Anastasaides’ re-election reduces uncertainty over economic policies, DBRS says

The re-election of President Nicos Anastasiades for a second term in office reduces uncertainty over the direction of economic policies in Cyprus, rating agency DBRS has said.

In a press release, DBRS said the latest election result gives President Anastasiades a solid mandate for a second consecutive term, adding the recovery of the economy under his first term seemed to have driven votes in his favour.

Furthermore, the agency noted that with the presidential elections settled, the focus moves back to addressing the challenges Cyprus faces, such as the the reduction of banks’ high non-performing loans (NPLs), the still high private sector debt, as well as maintaining healthy growth prospects and public finances.
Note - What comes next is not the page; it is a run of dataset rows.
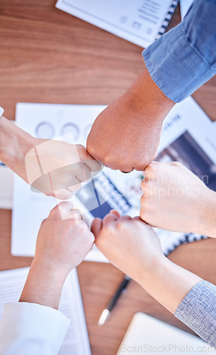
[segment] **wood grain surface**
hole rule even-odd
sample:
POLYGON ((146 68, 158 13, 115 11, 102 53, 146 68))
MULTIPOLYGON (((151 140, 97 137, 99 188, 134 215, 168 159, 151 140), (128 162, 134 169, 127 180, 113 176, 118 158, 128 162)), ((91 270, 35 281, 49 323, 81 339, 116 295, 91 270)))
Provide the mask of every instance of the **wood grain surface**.
MULTIPOLYGON (((142 70, 140 47, 55 9, 55 2, 0 0, 0 104, 10 119, 17 102, 108 104, 142 70)), ((169 29, 179 21, 178 6, 169 29)), ((216 77, 193 97, 216 120, 216 77)), ((11 212, 1 209, 0 270, 31 263, 11 256, 11 212)), ((170 258, 216 283, 215 250, 216 240, 208 239, 181 246, 170 258)), ((89 262, 78 273, 93 355, 115 354, 137 311, 189 331, 135 282, 98 326, 123 275, 111 265, 89 262)))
DBRS sees the election outcome as reducing the uncertainty over the direction of economic policies. DBRS expects continuity on fiscal policy and the debt management strategy, and more progress on efforts to address banking sector vulnerabilities, after delays on pending reforms in Parliament ahead of the elections, the agency added.

Referring to the future reforms, DBRS said the government lacks a majority in the House of Representatives, which resulted in delays in adopting additional reforms and is likely to remain a challenge for the government’s reform agenda.

Moreover, the completion of additional privatisations is likely to be a major test for the newly re-elected administration, the agency said, adding that if completed, reforms such as privatisations could contribute to a faster-than-expected decline in public debt.

DBRS in December 2017, changed the trend on the BB (low) ratings for Cyprus from Stable to Positive.

This change reflects DBRS’s view that Cyprus’s solid fiscal and economic performances are likely to be maintained, leading to a further reduction in the government debt-to-GDP ratio, the agency added.

DBRS said the Cypriot economy is expected to grow by 3.8% in 2017 beating the earlier projection of 3%, while economic growth is projected at 35 in 2018 and 2019.

According to DBRS, the forecast for the 2017 fiscal surplus was revised upwards to 1.0% of GDP from an earlier forecast of only 0.2% and it is now expected to remain above 1.3% over the next two years.